Laporan Kuli TribunJakarta. com, Wahyu Septiana

TRIBUNNEWS. COM, JAKARTA – Gelandang senior Asri Akbar kecewa di sikap dan tindakan yang dikerjakan manajemen Persijap Jepara mengenai pembayaran gaji kepada seluruh pemain.

Manajemen Persijap hanya menganjurkan gaji sebesar 25 persen dari total nilai yang tertera di dalam kontrak kerjanya saat ini.

Padahal, pemain berusia 36 tahun itu sudah berlatih selama satu bulan penuh bersama rekan-rekan setimnya di Persijap Jepara.

Selain itu, Asri Akbar turut bermain memperkuat Persijap bermain di laga pembuka kompetisi Liga 2 melawan Persigo Semeru pada 14 Maret 2020.

Pemain berposisi gelandang bertahan itu menilai, penghasilan yang diterimanya itu tidak sesuai dengan kesepakat sejak awal.

“Selama ga ada latihan tersebut ga masalah, karena kami mengetahui situasi klub juga.
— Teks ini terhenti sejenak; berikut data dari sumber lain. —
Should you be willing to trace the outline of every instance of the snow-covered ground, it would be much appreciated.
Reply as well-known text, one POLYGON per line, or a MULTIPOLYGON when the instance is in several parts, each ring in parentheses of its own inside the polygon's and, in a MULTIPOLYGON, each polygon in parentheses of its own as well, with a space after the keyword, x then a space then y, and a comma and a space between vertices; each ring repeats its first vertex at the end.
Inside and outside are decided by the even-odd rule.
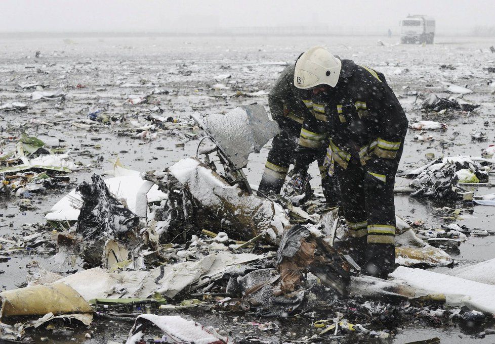
MULTIPOLYGON (((190 129, 191 113, 223 113, 255 102, 268 109, 267 93, 284 65, 293 63, 309 46, 321 44, 341 58, 383 73, 410 122, 428 120, 446 124, 445 131, 410 129, 400 168, 422 165, 432 154, 435 158, 480 156, 482 150, 495 143, 495 73, 486 70, 495 67, 495 54, 489 48, 493 40, 438 37, 435 44, 426 46, 398 41, 398 37, 373 36, 71 38, 68 34, 66 38, 2 38, 0 107, 17 102, 27 105, 28 110, 0 110, 4 143, 0 153, 12 149, 14 141, 9 138, 15 139, 23 131, 43 140, 64 140, 74 160, 91 165, 69 175, 75 184, 88 180, 93 173, 110 169, 117 156, 134 170, 161 169, 195 154, 198 141, 197 132, 190 129), (377 44, 379 39, 384 45, 377 44), (38 51, 40 57, 36 58, 38 51), (460 96, 447 93, 442 82, 472 90, 463 99, 480 107, 472 113, 456 113, 455 117, 421 113, 421 102, 431 93, 460 96), (45 90, 62 88, 67 93, 65 101, 32 100, 35 90, 23 89, 19 84, 34 83, 49 85, 45 90), (139 100, 154 91, 148 102, 139 100), (126 120, 109 125, 89 121, 88 113, 97 110, 126 120), (172 117, 187 128, 146 129, 153 123, 150 116, 172 117), (139 130, 131 130, 135 128, 139 130), (477 129, 486 134, 486 141, 471 140, 470 133, 477 129), (148 133, 142 133, 147 130, 148 133), (433 139, 414 139, 420 133, 433 139)), ((259 182, 269 146, 269 143, 250 157, 245 172, 253 184, 259 182)), ((316 167, 312 169, 316 175, 316 167)), ((406 186, 408 181, 399 179, 398 183, 406 186)), ((0 199, 0 236, 26 223, 44 221, 44 213, 66 191, 54 190, 35 198, 35 206, 29 210, 20 210, 15 198, 0 199)), ((475 191, 493 192, 487 187, 475 191)), ((432 226, 455 222, 470 228, 492 229, 495 208, 490 207, 475 206, 472 214, 463 213, 462 219, 454 221, 444 218, 448 217, 439 208, 449 205, 442 202, 401 195, 396 197, 396 205, 400 215, 432 226)), ((452 255, 461 264, 494 258, 494 241, 492 237, 470 238, 452 255)), ((2 289, 24 281, 29 270, 26 264, 31 261, 49 269, 54 264, 37 255, 12 257, 8 263, 0 263, 0 271, 5 271, 0 274, 2 289)))

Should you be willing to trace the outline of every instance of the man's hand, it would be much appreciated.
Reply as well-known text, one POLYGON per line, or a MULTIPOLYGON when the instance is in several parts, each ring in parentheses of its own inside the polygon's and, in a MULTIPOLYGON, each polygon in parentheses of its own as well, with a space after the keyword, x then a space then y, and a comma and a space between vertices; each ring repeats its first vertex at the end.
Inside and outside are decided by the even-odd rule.
POLYGON ((293 176, 291 179, 290 185, 297 193, 302 194, 308 189, 309 181, 311 180, 311 176, 307 173, 300 172, 293 176))

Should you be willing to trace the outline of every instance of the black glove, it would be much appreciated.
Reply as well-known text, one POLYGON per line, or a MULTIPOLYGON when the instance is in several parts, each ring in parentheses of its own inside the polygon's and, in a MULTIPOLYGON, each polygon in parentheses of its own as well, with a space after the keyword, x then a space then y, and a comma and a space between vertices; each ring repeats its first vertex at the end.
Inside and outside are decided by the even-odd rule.
POLYGON ((306 193, 309 187, 311 176, 306 172, 295 174, 291 179, 290 185, 298 194, 306 193))

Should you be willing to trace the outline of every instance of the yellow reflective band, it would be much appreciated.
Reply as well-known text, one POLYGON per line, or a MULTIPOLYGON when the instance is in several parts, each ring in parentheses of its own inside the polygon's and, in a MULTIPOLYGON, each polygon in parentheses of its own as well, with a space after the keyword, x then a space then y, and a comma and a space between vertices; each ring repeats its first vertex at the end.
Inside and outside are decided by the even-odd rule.
POLYGON ((302 124, 303 122, 304 122, 304 119, 301 118, 301 117, 299 117, 296 115, 295 115, 292 112, 290 113, 289 114, 287 115, 287 118, 290 118, 293 121, 295 121, 296 122, 301 124, 302 124))
POLYGON ((287 175, 286 173, 279 173, 271 170, 268 167, 265 168, 265 173, 264 174, 270 176, 272 178, 275 179, 282 179, 284 180, 285 179, 285 176, 287 175))
POLYGON ((387 176, 384 174, 379 174, 378 173, 375 173, 374 172, 368 172, 368 173, 373 176, 379 180, 381 180, 384 183, 387 182, 387 176))
POLYGON ((374 149, 377 146, 377 145, 378 144, 378 141, 375 140, 372 142, 371 143, 369 144, 369 150, 372 151, 373 149, 374 149))
POLYGON ((354 103, 354 105, 355 106, 356 110, 358 110, 360 109, 365 110, 366 109, 367 109, 367 108, 366 107, 366 103, 364 102, 360 102, 358 101, 354 103))
POLYGON ((308 148, 318 148, 321 146, 321 141, 305 138, 299 136, 299 145, 308 148))
POLYGON ((386 141, 383 138, 380 138, 380 137, 378 138, 377 141, 378 146, 385 150, 397 151, 400 148, 400 141, 399 142, 390 142, 390 141, 386 141))
POLYGON ((324 114, 320 114, 317 112, 314 113, 315 118, 318 120, 319 121, 321 121, 322 122, 328 122, 328 120, 326 119, 326 116, 324 114))
POLYGON ((349 234, 353 238, 360 238, 368 234, 368 230, 366 228, 361 229, 349 229, 349 234))
MULTIPOLYGON (((358 66, 359 66, 359 65, 358 65, 358 66)), ((377 80, 378 80, 380 82, 382 82, 382 80, 381 80, 380 79, 380 78, 378 77, 378 74, 377 74, 377 72, 375 72, 374 70, 373 70, 371 68, 367 67, 366 66, 360 66, 360 67, 362 67, 362 68, 364 68, 364 69, 365 69, 366 70, 368 71, 368 72, 369 72, 369 74, 370 74, 374 76, 377 80)))
POLYGON ((310 140, 322 140, 325 138, 326 136, 326 134, 318 134, 315 132, 313 132, 312 131, 310 131, 307 130, 304 128, 301 129, 301 136, 304 138, 307 138, 310 140))
POLYGON ((358 229, 368 226, 368 221, 362 221, 360 222, 351 222, 346 220, 346 223, 347 224, 347 227, 353 229, 358 229))
POLYGON ((272 171, 274 171, 275 172, 279 172, 280 173, 286 173, 288 172, 288 167, 283 167, 282 166, 279 166, 278 165, 275 165, 273 163, 271 163, 269 161, 267 161, 266 163, 265 164, 265 167, 267 168, 269 168, 272 171))
POLYGON ((368 225, 368 233, 395 235, 395 226, 391 225, 368 225))
POLYGON ((395 243, 395 237, 393 235, 374 235, 368 234, 368 243, 395 243))
POLYGON ((373 152, 375 154, 384 159, 394 159, 397 156, 397 151, 387 151, 377 147, 373 152))
POLYGON ((313 110, 317 112, 320 112, 322 114, 324 114, 325 113, 325 105, 313 104, 313 110))

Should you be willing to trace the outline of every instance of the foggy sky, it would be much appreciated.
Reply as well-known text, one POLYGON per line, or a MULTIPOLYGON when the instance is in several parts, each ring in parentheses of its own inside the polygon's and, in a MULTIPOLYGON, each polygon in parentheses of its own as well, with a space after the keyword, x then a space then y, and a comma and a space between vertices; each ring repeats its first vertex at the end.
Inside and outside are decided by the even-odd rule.
POLYGON ((433 16, 437 29, 493 26, 495 1, 0 0, 0 32, 178 32, 301 25, 395 27, 408 14, 433 16))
Yang maka masalah di bulan Maret tersebut kami masih ada latihan. Tetap ga sesuai jika hanya dikasi 25 persen, ” kata Harmonis Akbar.

Menurut Patut, manajemen Persijap memang memberikan pedoman agar tetap menjalani latihan datang akhir bulan Maret 2020.

Namun, pada kenyataannya perolehan yang diterima para pemain Persijap tidak sesuai dengan yang diharapkan.

“Iya janji, makanya mereka gak meliburkan pemain sampai jatuh tempo akhir bulan. Tapi mereka malah memberi gaji kami 25% secara alasan arahan PSSI, ” tambahnya.